The tutorial will be divided into 3 key sections:

  1. Read, Manipulate & Visualize Audio data
  2. Build your very own ASR system (using pre-trained models like Wav2Vec2.0) & deploy it
  3. Create an Audio Classification pipeline & infer the model for other downstream audio tasks

At the end of the tutorial, you’ll develop strong intuition about Audio data and learn how to leverage large pre-trained backbone models for downstream tasks.

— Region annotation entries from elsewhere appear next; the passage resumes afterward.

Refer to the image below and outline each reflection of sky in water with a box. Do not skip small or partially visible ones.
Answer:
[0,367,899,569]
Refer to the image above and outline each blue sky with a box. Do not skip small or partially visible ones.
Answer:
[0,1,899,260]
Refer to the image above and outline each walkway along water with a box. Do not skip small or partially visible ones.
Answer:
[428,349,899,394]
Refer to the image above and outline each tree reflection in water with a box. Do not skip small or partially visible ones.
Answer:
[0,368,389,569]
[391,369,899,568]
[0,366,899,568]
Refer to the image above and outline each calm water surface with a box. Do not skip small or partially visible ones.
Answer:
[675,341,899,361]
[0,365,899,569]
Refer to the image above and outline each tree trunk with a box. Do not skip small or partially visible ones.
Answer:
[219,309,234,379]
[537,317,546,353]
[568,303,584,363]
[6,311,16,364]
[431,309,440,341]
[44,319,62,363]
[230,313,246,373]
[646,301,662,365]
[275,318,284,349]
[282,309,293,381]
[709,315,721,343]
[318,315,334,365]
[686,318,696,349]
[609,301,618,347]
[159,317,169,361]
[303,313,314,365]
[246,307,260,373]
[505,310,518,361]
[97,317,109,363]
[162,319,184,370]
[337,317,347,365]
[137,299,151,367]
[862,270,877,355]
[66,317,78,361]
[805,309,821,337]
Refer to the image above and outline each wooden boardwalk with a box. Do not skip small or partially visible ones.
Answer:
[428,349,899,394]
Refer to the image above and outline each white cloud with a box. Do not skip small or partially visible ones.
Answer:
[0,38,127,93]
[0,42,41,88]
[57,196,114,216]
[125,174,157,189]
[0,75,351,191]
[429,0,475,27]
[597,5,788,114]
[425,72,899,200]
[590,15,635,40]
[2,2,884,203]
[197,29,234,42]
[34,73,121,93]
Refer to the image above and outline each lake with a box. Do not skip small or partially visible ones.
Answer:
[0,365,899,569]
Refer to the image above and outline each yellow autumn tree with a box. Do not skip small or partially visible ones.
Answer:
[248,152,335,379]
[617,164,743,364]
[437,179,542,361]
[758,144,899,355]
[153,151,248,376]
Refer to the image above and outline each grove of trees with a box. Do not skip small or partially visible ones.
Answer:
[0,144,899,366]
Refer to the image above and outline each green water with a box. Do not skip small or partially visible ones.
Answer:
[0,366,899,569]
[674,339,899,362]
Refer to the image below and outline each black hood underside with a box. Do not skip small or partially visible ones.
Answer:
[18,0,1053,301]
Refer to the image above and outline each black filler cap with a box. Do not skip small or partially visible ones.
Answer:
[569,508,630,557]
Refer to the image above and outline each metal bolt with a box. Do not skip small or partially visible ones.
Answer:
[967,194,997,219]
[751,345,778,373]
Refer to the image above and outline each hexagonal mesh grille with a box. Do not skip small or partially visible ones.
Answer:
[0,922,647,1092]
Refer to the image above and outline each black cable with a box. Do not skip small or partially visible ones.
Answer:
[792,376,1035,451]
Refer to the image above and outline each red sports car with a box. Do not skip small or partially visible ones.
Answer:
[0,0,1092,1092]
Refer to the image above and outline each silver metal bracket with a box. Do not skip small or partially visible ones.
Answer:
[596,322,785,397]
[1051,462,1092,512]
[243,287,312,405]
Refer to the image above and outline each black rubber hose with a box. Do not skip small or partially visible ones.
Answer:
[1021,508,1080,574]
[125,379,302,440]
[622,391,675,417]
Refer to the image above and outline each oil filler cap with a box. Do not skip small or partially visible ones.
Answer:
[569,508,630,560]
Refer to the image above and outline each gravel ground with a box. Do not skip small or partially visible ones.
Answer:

You’ll also learn how to create quick demos to test and share your models.

Libraries: HuggingFace, SpeechBrain, PyTorch & Librosa


Public link to supporting material

https://github.com/Vaibhavs10/ml-with-audio

Abstract as a tweet

Learn how to build, demystify and deploy State-of-The-Art audio models, all in less than 3 hours!

Project Homepage / Git

https://github.com/Vaibhavs10/ml-with-audio

Domains

Machine Learning, Open Source Library

Expected audience expertise: Domain

some

Expected audience expertise: Python

some

I am a Data Scientist and a Masters Candidate - Computational Linguistics at Universität Stuttgart. I am currently researching on Speech, Language and Vision methods for extracting value out of unstructured data.

In my previous stint with Deloitte Consulting LLP, I worked with Fortune Technology 10 clients to help them make data-driven (profitable) decisions. In my surplus time, I served as a Subject Matter Expert on Google Cloud Platform to help build scalable, resilient and fault-tolerant cloud workflows.

Before this, I have worked with startups across India to build Social Media Analytics Dashboards, Chat-bots, Recommendation Engines, and Forecasting Models.

My core interests lie in Natural Language Processing, Machine Learning/ Statistics and Cloud based Product development.

Apart from work and studies, I love travelling and delivering Workshops/ Talks at conferences and events across APAC and EU, DevConf.CZ, Berlin Buzzwords, DeveloperDays Poland, PyCon APAC (Philippines), Korea, Malaysia, Singapore, India, WWCode Asia Connect, Google DevFest, and Google Cloud Summit.